The session about the Lustre File System was quite interesting. Turns out it is one of the top 5 clustered file systems. It’s full posix compliant and supports cross-site deployments. People run it in highly critical installations. Throughput they achieve is quite impressive. Setting up lustre properly can take some time though. That’s where the company behind lustre provides consulting for.
A session about test selection talked about scaling with the number of test that gets accumulated over the releases. Running all test for a release will take longer and longer with the increasing number of tests. In order minimize risk for emergency releases they developed a technique to statistically map code changes to testcases and requirements. So based on testing history they can then select certain tests and still are quite confident about the QA status. Not sure I really buy into this though. ;)

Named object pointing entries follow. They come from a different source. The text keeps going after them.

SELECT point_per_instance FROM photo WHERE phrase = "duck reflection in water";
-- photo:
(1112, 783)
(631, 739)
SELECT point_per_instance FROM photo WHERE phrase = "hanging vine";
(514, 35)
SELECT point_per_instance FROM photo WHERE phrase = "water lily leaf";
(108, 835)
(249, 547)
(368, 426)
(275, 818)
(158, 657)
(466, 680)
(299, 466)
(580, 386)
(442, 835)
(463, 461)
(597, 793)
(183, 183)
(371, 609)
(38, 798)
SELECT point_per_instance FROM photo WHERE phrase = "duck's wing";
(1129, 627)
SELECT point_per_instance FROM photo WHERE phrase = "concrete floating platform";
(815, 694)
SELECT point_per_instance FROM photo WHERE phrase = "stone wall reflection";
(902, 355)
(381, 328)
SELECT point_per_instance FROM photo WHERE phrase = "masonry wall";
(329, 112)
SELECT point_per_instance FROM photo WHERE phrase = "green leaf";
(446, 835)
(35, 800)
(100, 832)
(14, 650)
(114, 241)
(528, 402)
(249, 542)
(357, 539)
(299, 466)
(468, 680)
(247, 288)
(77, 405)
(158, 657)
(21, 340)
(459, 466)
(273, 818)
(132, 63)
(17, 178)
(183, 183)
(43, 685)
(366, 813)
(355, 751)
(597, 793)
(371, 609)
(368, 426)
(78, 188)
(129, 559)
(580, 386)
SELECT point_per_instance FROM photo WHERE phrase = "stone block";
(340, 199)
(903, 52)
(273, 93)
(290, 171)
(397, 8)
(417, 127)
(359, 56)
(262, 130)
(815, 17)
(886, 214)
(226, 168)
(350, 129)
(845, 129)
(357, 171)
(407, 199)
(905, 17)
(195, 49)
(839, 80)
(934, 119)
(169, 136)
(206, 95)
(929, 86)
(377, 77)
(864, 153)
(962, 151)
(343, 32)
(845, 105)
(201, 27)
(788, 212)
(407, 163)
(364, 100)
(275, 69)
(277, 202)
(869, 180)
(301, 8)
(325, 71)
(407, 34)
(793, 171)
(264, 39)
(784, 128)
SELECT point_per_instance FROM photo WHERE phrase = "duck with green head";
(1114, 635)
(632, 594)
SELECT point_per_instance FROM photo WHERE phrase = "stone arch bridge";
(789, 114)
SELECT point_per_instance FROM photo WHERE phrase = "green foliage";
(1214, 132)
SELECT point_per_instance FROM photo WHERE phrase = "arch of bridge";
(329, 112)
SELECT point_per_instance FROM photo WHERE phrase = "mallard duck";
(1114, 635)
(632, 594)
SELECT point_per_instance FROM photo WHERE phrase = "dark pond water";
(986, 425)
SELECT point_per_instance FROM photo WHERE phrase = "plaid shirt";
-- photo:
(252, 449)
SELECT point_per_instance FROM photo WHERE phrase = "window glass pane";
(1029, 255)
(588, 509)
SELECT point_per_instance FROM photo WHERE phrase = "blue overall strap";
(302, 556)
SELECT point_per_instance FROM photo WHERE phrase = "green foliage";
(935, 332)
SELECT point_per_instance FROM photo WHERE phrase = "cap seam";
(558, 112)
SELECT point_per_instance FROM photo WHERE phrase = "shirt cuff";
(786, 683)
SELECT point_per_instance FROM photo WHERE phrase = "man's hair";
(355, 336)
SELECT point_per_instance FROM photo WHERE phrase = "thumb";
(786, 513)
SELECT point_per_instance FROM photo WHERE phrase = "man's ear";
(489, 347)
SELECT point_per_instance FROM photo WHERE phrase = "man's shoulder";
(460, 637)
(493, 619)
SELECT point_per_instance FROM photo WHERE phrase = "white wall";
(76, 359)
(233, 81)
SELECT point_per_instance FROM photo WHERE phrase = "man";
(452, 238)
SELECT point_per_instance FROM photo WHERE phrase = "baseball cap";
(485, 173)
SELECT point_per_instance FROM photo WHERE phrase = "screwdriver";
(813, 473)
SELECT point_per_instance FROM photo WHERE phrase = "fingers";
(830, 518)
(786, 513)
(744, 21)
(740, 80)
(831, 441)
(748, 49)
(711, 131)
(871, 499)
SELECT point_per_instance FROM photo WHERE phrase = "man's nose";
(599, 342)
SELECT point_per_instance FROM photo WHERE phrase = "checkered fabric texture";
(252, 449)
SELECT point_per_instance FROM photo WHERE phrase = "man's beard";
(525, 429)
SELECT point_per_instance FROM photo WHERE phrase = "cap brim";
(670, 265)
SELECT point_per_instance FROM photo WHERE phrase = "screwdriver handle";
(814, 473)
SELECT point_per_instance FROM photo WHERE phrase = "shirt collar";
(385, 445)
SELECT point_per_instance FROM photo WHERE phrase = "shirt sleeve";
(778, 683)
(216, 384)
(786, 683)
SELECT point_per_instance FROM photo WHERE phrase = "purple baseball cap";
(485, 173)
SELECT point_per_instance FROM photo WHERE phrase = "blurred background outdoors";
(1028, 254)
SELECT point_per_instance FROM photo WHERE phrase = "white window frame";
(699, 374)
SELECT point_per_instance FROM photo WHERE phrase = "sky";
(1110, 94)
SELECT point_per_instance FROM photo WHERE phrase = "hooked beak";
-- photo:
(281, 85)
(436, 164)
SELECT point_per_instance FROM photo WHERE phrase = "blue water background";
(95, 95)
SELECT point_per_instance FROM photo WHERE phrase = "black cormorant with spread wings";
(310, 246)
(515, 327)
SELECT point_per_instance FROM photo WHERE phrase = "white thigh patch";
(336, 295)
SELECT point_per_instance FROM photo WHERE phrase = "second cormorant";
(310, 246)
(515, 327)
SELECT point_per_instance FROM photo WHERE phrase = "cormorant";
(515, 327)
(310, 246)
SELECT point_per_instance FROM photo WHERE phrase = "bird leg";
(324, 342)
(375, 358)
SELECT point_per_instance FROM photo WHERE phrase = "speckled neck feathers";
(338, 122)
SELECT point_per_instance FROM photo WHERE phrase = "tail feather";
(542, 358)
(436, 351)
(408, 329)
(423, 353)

For me the most interesting session was indeed the session from the Amazon guys about infinite data storage. They emphasized on that if something can go wrong – it will go wrong. And one should plan for that. According to them you only truly scale with more data centers across the world. And you gotta be prepared what happens if a data center just dies! Not just is unreachable – but dies. They had a couple of approaches until they finally arrived where they are now. From mainframes over distributed databases. It all just didn’t work. Especially they were bashing distributed databases. According to them it just happens that nodes run out of sync. For some bizarre reasons – but they do. And then it gets messy. Two-phase-commit was almost a “don’t say that word” for them. They came up with their own system as they believe there was (and still is) no product one can buy or open sources that fits their needs yet. Their contract is that every page (even with one data center down) should be delivered within less than 100ms. A machine or even a data center down should not even be noticeable to the user. While reads are easier to scale writes are not. Still they require their writes (e.g. to the shopping card) to return without any blocking. Their call was that versioning is the key to true scalability in this area. A quorum based process makes sure nodes get synchronized properly across the cluster. On application level they handle merge conflicts if there really are. They have nothing what one would call a master. Any machine can go down – at any time. Load is balanced and data partitioned via consistent hashing. They did not go down the low-end machine route like Google did – but no big investments into machines either. Again developers have access to the production environment and are responsible for the contracts (like the 100ms). Definitely worth a watch once it’s up on Google video.
Unfortunately I missed the session from the YouTube guys. So I hope the rest of the sessions will be online soon too. I’ll give an update here once I found out.
There are a couple of nice write-ups of the conference as mentioned here.
Update: Sylvain found them. Definitely worth watching the YouTube one. If you don’t know what MapReduce/BigTable is about also check out the Google talks.
- MapReduce, BigTable, and Other Distributed System Abstractions for Handling Large Datasets (Google)
- Scaling Google for every user (Google)
- SCTP’s Reliability and Fault Tolerance (University of British Columbia)
- Using MapReduce on Large Geographic Datasets (Google)
- YouTube Scalability (YouTube)
- Building a Scalable Resource Management System for Grid Computing (Platform Computing Corp.)
- Lessons in Building Scalable Systems (Google)
- Lustre File System (Lustre)
- Challenges in Building an Infinite Scalable Datastore (Amazon)
- Scalable Test Selection Using Source Code Deltas (Symantec)
- VeriSign’s Global DNS Infrastructure (Verisign)